We made kookie mama come out early on Christmas Eve and told her we had plans for her at 3pm that day.

Then when she got to our house, I told her the plans had fallen through and that we would just have to sit around the house and watch old Christmas movies and drink for the rest of the night.

She was bummed and got even more kookie, but whilst we sat drowning ourselves in rum laced eggnog - King of Annaland made the pretend trip to the grocery store - where in all actuality we had stolen her car keys, her car and he had taken it to the local mega electronics store to get the player installed.

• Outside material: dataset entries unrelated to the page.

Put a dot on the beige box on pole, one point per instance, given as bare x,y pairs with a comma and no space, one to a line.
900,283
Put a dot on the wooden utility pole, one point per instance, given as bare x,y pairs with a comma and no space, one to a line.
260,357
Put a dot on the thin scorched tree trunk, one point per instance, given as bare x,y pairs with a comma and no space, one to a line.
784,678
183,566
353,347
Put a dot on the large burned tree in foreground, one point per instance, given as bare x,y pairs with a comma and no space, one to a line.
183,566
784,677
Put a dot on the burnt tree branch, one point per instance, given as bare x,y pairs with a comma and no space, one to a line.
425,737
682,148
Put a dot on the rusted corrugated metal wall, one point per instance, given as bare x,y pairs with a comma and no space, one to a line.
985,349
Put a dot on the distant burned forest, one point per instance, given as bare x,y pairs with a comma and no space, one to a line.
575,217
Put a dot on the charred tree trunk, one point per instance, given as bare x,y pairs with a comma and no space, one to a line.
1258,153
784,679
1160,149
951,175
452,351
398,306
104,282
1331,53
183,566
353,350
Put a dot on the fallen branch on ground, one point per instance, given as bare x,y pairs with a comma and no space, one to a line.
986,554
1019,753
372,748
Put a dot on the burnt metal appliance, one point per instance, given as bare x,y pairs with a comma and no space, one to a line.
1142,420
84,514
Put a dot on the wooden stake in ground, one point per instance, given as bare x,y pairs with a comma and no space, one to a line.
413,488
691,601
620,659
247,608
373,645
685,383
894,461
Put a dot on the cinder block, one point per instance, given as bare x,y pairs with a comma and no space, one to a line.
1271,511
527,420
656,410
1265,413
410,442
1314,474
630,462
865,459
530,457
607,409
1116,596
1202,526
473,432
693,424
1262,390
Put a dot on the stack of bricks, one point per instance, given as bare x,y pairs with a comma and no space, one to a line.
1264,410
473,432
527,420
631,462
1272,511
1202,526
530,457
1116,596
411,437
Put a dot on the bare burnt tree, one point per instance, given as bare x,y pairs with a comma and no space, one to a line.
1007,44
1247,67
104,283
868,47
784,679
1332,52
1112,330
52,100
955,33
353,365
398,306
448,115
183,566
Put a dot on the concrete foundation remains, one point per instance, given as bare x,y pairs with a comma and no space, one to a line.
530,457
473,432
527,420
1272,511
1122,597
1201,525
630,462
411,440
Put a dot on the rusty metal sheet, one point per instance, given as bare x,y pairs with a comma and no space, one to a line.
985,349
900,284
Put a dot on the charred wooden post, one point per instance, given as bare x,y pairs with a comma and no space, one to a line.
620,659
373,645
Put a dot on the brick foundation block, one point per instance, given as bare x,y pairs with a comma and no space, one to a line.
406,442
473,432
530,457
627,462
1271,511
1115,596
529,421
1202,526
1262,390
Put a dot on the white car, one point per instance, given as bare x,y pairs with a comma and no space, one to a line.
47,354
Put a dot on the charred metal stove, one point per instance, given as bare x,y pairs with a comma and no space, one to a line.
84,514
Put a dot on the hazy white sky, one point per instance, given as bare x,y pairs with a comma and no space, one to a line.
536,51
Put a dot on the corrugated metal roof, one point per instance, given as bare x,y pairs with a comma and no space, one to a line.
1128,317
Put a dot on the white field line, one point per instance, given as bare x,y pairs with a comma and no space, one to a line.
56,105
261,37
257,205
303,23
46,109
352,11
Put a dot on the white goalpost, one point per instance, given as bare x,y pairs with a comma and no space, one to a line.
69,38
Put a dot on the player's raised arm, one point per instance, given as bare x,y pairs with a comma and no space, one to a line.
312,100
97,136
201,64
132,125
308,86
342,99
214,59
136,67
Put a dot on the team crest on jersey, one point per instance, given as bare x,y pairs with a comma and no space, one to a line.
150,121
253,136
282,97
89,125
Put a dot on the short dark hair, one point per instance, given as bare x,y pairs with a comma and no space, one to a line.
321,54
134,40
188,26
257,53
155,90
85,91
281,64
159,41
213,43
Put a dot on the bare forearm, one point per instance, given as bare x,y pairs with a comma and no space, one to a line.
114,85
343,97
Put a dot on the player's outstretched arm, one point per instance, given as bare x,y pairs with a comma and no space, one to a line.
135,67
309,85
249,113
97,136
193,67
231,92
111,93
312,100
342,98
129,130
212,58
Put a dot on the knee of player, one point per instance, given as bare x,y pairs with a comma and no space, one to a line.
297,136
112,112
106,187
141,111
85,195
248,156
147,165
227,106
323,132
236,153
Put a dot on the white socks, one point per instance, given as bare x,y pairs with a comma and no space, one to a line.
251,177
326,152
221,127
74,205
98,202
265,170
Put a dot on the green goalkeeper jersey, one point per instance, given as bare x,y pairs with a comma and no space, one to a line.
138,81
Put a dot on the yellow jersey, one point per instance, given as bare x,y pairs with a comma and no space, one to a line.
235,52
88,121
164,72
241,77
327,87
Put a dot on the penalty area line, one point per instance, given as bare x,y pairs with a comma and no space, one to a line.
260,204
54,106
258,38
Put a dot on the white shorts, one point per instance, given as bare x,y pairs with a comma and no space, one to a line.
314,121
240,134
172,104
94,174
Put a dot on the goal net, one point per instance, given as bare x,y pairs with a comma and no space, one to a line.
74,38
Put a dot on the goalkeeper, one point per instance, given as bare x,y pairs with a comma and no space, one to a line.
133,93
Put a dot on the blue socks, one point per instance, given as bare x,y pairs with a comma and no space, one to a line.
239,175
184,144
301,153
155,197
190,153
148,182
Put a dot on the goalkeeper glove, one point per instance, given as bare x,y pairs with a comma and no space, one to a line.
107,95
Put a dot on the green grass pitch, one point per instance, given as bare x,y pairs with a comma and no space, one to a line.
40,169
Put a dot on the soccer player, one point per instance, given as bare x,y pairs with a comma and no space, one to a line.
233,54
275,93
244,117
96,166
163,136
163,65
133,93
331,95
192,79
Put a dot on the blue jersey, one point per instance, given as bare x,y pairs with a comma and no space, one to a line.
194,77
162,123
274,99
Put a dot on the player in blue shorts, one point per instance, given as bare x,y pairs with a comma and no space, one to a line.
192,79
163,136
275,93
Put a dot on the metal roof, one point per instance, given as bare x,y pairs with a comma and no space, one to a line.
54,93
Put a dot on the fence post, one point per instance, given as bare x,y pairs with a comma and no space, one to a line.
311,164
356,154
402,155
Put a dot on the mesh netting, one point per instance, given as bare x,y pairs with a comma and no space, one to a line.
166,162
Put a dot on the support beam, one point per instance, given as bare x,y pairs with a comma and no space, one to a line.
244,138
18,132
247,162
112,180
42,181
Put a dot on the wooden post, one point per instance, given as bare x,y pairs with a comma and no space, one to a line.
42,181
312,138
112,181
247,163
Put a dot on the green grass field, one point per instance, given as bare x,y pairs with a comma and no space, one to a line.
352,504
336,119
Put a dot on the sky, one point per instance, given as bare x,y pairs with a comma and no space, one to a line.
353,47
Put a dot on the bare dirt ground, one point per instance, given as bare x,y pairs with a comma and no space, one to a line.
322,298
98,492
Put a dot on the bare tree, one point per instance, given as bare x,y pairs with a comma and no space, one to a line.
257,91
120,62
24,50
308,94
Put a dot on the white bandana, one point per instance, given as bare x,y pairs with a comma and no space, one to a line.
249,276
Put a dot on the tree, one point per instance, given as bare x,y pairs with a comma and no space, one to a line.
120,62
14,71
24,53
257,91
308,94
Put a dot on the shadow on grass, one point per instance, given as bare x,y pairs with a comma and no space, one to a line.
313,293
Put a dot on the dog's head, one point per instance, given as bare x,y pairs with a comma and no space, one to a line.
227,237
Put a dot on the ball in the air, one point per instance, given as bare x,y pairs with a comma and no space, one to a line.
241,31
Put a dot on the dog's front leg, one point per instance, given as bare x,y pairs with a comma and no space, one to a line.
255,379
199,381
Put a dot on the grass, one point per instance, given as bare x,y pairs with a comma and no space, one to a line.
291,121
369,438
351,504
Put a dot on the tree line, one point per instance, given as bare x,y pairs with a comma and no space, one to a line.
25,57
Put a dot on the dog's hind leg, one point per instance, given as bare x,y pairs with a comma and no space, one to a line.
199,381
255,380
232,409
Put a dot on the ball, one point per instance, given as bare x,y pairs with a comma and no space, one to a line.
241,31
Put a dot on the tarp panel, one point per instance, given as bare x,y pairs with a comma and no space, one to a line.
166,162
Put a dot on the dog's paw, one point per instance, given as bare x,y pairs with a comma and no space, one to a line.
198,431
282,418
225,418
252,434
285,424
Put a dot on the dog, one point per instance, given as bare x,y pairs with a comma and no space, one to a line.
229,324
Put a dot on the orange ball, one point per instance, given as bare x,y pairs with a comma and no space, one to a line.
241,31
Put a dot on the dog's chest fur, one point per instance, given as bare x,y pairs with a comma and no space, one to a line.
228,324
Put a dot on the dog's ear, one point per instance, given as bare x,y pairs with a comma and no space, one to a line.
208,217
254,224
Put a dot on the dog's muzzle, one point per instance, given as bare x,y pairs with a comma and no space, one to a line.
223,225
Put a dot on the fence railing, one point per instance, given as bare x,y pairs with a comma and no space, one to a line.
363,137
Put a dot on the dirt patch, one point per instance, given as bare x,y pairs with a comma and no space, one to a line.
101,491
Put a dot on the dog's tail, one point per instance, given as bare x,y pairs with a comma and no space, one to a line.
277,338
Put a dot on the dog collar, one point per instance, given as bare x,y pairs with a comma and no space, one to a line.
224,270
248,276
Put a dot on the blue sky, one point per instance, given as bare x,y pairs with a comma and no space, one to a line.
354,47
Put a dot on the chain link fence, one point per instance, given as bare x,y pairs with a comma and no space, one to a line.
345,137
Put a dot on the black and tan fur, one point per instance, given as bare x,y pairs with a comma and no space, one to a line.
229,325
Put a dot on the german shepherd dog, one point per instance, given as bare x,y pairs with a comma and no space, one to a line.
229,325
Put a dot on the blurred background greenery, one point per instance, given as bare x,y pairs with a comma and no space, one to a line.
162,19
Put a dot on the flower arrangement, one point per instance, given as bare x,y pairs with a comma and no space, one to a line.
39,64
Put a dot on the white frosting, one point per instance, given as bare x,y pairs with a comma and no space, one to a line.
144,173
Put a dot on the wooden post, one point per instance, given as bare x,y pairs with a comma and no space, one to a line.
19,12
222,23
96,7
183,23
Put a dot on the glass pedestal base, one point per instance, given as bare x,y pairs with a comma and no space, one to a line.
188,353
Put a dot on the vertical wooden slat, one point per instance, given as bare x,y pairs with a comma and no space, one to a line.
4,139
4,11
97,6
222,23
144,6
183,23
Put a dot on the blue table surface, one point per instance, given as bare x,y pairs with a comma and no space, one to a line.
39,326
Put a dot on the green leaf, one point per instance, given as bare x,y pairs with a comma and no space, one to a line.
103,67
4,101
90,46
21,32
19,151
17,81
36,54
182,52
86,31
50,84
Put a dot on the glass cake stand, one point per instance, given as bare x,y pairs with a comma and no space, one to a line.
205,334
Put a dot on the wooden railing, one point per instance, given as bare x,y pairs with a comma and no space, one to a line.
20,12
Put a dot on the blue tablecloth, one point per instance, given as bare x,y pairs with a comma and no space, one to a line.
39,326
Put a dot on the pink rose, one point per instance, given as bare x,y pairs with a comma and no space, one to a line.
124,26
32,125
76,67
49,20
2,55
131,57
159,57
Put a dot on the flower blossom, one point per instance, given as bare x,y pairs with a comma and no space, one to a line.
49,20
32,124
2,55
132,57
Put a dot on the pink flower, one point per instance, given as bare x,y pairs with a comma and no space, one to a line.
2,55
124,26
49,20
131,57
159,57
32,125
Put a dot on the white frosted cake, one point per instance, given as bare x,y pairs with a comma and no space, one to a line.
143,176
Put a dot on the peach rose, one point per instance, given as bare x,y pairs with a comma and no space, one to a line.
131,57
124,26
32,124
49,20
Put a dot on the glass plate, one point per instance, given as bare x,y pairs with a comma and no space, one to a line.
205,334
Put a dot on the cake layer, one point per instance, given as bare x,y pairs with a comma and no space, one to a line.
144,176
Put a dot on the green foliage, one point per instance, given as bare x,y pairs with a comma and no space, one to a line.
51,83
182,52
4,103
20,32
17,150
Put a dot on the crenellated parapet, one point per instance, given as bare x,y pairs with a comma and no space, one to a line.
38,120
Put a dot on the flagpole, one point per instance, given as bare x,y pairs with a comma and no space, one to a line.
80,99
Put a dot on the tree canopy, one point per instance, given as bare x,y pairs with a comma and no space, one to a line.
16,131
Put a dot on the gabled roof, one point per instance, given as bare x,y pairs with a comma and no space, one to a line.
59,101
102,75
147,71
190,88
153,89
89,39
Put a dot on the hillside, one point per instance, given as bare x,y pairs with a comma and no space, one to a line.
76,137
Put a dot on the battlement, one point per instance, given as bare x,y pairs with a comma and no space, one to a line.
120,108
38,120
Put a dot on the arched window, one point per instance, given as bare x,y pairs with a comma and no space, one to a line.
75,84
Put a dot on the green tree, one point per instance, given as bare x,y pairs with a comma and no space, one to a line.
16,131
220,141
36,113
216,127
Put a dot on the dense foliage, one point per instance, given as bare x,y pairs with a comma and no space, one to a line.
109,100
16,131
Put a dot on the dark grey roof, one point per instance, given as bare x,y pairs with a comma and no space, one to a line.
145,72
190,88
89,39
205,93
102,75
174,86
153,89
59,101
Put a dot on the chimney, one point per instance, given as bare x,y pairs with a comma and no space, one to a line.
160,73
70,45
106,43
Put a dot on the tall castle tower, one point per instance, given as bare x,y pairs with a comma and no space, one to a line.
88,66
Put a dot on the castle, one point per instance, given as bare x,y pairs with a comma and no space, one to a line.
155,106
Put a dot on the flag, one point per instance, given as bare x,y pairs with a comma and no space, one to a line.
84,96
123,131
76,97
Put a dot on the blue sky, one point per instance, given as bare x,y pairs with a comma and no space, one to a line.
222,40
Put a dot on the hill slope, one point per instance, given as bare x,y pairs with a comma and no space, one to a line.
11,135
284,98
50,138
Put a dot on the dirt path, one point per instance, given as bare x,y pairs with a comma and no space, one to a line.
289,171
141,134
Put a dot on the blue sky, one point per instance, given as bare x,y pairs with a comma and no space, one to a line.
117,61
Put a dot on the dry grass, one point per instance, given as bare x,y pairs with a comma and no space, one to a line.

So Christmas morning kookie mama opens her gift. Kookie mama is kookie enough NOT to understand WHAT the hell this technological crap in a box actually IS and we lead her outside and TA DA - SURPRISE - You have a CD player already installed in your car!

Yippee!

Kookie mama cried.

Turns out - she's selling the car.

Merry Christmas.

12.21.2006

Funerals

Note to my husband:

Af far as I know, you are not supposed to show up fashionably late to funerals.

Yep. I am pretty sure that they aren't a time for making an entrance.

I think, in fact, there is a rule written somewhere that if you do show up late to a funeral, people can legally call you a prick forever.

Yeah, I think I have read that somewhere.

12.20.2006

Not used to this


What the hell? Why is it cold? I don't understand? I. Don't. Understand. Cold. Weather.

It's December for chrissake! IT should be 65-70. That's my winter cold temp window.

This is wrong man. Totally wrong. Sumthins' up. This is inhumane. It's horrible. This morning my husband had to go to the gym in sweats. NOT his favorite shorts. Oh the humanity.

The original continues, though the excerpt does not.